Literacy Now

News & Events
ILA Membership
ILA Next
ILA Journals
ILA Membership
ILA Next
ILA Journals
  • Student Level
  • ~5 years old (Grade K)
  • ~9 years old (Grade 4)
  • Conferences & Events
  • ~6 years old (Grade 1)
  • ~7 years old (Grade 2)
  • ~8 years old (Grade 3)
  • ~10 years old (Grade 5)
  • Blog Posts
  • Content Types
  • Topics
  • ~18 years old (Grade 12)
  • ~17 years old (Grade 12)
  • ~16 years old (Grade 11)
  • ~15 years old (Grade 10)
  • ~14 years old (Grade 9)
  • ~13 years old (Grade 8)
  • ~12 years old (Grade 7)
  • ~11 years old (Grade 6)
  • News & Events

ILA Next: Week 2 Continues to Tackle the Challenges of COVID-19

By Colleen Patrice Clark
 | Oct 16, 2020

ILANext_680wIf there’s anything we’ve learned this year about remote instruction, it’s that learning opportunities designed with intention—particularly with equity and empathy in mind—are more critical now than ever before.

As Nancy Frey said during her ILA Next Main Stage Session with Douglas Fisher: “It’s not the platform itself, but rather it’s what we do within that platform.”

This idea has been a common thread among presenters throughout ILA Next, a monthlong learning event designed to meet the needs of educators and students in our virtual and hybrid environments.

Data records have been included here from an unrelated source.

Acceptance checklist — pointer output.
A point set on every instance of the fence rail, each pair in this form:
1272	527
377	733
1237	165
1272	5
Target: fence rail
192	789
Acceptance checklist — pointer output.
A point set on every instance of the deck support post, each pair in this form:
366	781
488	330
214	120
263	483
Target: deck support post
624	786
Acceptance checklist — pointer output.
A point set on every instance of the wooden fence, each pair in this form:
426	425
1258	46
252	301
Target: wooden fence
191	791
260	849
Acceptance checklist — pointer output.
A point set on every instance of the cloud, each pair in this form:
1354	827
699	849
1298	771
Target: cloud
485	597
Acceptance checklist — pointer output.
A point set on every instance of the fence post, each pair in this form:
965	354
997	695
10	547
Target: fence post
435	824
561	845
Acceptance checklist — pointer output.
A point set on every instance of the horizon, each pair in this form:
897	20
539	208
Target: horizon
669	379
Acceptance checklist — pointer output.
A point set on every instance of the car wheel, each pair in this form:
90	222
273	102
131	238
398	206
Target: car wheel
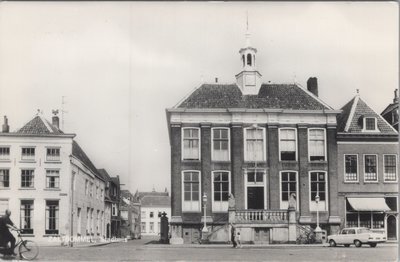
357	243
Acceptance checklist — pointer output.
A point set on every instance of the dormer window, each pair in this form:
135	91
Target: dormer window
370	124
249	59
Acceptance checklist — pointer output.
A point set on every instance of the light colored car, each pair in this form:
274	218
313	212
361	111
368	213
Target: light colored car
356	236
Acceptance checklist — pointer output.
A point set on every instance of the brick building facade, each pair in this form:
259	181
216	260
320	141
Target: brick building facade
367	169
49	183
262	143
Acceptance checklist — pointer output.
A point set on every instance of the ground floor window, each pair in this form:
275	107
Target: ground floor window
318	186
384	220
288	187
191	191
221	190
26	216
52	214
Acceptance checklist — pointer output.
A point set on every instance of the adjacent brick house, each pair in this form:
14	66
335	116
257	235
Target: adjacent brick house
260	142
112	199
391	112
130	215
49	183
153	204
367	169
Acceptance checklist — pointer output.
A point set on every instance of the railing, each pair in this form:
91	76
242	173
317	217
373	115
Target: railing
265	216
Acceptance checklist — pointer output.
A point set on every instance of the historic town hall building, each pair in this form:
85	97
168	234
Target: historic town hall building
262	143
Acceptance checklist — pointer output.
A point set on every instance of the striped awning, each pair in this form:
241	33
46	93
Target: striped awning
368	204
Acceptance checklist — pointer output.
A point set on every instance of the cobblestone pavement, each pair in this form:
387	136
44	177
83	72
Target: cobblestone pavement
138	250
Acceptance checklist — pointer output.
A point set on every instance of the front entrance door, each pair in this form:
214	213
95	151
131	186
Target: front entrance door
191	235
255	197
391	227
261	235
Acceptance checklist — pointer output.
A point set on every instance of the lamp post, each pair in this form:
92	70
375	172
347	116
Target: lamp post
204	230
317	229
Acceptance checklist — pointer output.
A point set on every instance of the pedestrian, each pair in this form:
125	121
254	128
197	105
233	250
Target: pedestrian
233	233
238	243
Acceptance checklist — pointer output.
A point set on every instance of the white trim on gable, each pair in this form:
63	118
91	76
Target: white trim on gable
351	114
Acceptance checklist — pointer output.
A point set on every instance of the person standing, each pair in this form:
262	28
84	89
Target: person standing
238	242
5	224
233	236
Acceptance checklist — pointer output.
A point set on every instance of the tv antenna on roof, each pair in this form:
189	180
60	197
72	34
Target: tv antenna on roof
62	111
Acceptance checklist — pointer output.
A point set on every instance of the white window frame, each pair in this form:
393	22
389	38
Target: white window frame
313	204
397	166
185	208
344	169
28	158
49	174
246	158
114	208
282	204
54	159
377	168
9	177
212	143
295	138
365	124
264	184
220	206
182	144
308	141
5	157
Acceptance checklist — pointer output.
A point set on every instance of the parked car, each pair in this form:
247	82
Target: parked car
356	236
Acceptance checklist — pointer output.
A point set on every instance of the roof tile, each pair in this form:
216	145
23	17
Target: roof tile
275	96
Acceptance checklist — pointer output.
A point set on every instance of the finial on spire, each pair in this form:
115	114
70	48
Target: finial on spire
247	30
247	21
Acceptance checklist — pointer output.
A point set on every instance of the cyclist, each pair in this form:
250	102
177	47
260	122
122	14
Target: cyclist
5	224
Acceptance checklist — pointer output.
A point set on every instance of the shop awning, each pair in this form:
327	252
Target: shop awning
368	204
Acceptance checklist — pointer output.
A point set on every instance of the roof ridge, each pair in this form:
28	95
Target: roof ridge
312	95
47	124
187	96
352	111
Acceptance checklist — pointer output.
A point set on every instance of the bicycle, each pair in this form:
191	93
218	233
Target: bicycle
27	249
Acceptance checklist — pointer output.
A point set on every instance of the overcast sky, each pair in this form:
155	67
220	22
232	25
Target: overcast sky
119	65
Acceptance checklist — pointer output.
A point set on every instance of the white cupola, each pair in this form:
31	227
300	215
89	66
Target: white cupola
249	79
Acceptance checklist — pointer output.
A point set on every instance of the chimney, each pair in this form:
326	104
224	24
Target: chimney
312	85
6	127
55	119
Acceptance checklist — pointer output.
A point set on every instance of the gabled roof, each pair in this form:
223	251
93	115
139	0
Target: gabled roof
273	96
78	152
390	108
156	201
39	126
148	199
350	120
104	174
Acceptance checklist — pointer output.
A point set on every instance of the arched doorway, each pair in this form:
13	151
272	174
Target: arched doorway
391	227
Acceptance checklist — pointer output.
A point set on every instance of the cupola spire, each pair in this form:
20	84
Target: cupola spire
249	79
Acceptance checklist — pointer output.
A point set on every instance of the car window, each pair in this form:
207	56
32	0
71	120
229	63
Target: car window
364	230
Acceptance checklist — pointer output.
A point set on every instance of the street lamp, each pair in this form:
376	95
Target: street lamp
317	229
204	230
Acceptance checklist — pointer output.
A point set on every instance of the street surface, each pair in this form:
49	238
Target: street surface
142	250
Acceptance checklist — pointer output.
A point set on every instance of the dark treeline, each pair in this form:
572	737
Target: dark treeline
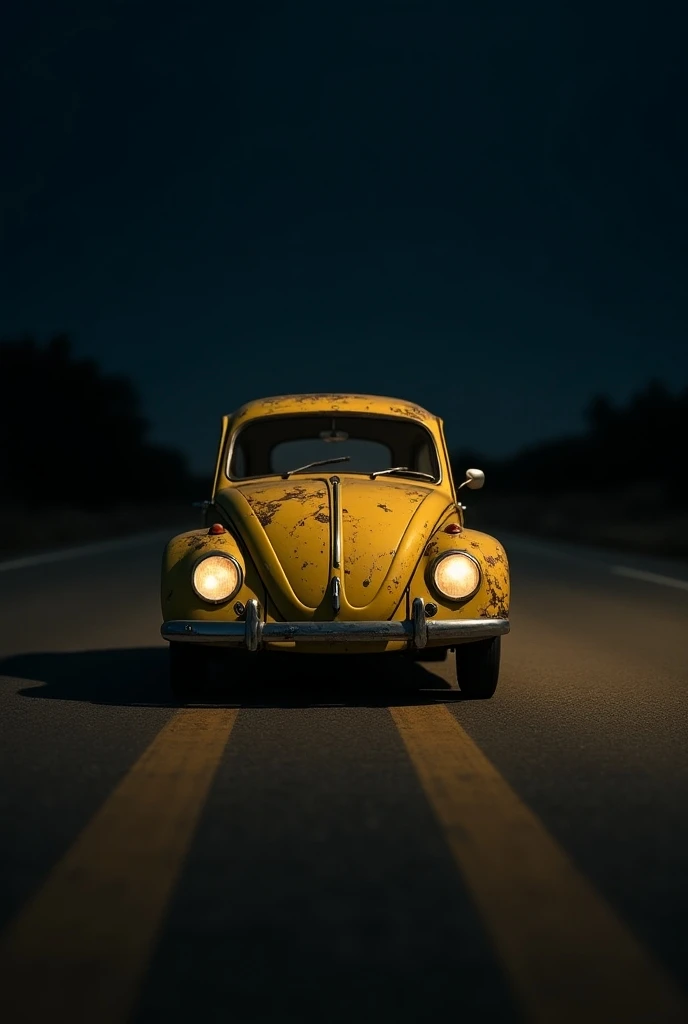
74	435
642	442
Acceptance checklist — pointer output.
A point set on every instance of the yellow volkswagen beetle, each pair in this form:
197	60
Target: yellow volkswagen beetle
335	526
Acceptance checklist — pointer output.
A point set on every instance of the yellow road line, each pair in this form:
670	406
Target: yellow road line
78	950
568	956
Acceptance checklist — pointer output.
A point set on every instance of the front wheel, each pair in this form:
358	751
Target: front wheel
478	668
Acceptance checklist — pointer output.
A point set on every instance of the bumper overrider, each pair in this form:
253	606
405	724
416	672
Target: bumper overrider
253	632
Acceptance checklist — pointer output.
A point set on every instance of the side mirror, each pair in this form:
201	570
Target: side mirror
475	479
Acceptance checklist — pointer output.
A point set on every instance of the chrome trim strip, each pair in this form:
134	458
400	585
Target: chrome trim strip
239	634
253	626
336	600
335	519
420	623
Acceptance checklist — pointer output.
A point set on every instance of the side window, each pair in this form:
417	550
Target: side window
423	461
238	467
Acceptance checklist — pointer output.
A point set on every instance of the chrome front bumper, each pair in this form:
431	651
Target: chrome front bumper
253	632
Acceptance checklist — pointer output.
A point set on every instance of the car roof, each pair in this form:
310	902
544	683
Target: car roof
326	403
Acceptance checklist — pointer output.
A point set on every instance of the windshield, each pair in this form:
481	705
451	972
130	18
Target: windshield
281	444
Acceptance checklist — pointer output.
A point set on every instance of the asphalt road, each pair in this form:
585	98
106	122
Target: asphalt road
352	846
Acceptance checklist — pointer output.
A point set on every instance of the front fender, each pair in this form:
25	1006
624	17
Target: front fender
179	600
492	597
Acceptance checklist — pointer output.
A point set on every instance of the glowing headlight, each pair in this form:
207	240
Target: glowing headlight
216	578
457	576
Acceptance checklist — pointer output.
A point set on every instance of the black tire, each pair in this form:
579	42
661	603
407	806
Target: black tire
478	668
188	671
431	654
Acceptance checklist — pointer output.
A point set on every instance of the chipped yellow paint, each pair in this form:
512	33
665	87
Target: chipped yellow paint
286	524
385	525
289	404
390	529
492	597
178	599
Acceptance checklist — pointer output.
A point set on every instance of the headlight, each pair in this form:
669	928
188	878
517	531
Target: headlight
216	578
457	576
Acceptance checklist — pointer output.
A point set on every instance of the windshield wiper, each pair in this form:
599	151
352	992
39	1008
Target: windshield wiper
311	465
402	469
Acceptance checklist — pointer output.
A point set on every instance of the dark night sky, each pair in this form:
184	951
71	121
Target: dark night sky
480	207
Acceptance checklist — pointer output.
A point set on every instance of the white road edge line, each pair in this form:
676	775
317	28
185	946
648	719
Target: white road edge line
649	577
65	554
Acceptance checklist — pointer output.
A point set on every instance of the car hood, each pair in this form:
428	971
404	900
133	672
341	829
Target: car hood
287	527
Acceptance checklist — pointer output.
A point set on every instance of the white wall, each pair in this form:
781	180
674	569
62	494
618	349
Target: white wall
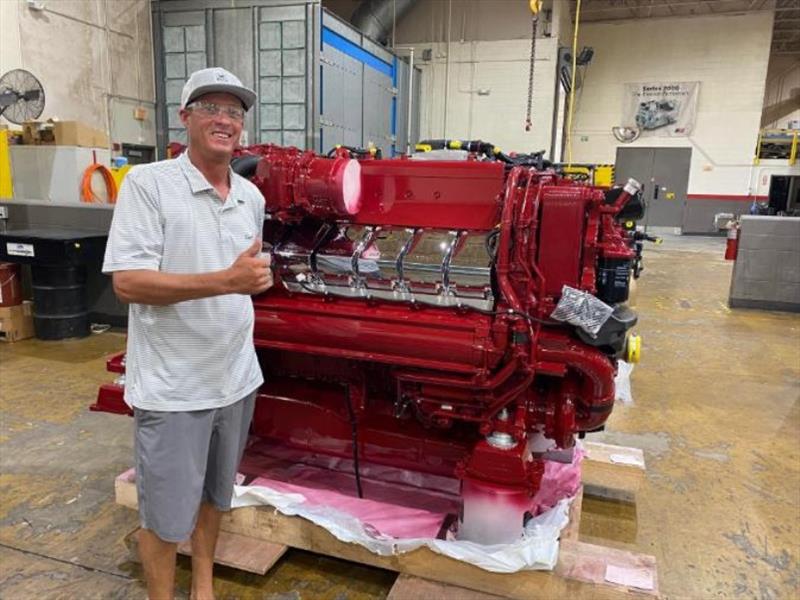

Building upon this theme, several speakers have also pointed to the need to reimagine education as a whole. Like the book title of Main Stage Session speaker Yong Zhao states: An Education Crisis Is a Terrible Thing to Waste.

The following are just some of the messages shared during Week 2 about how we can rethink our teaching, maximize our impact, and maybe even change the concept of schooling altogether.

Embrace mistakes

An inevitable teacher moment in distance learning is making a mistake on a recorded video. Resist the temptation to rerecord, urged Fisher.

“I would like to argue for three reasons not to do that,” he said. “No. 1:You don’t have time…No. 2: I think it sets up this false expectation that we have to be perfect every time. And No. 3: We rob the students modeling opportunities for self-correction. We need to normalize mistakes.”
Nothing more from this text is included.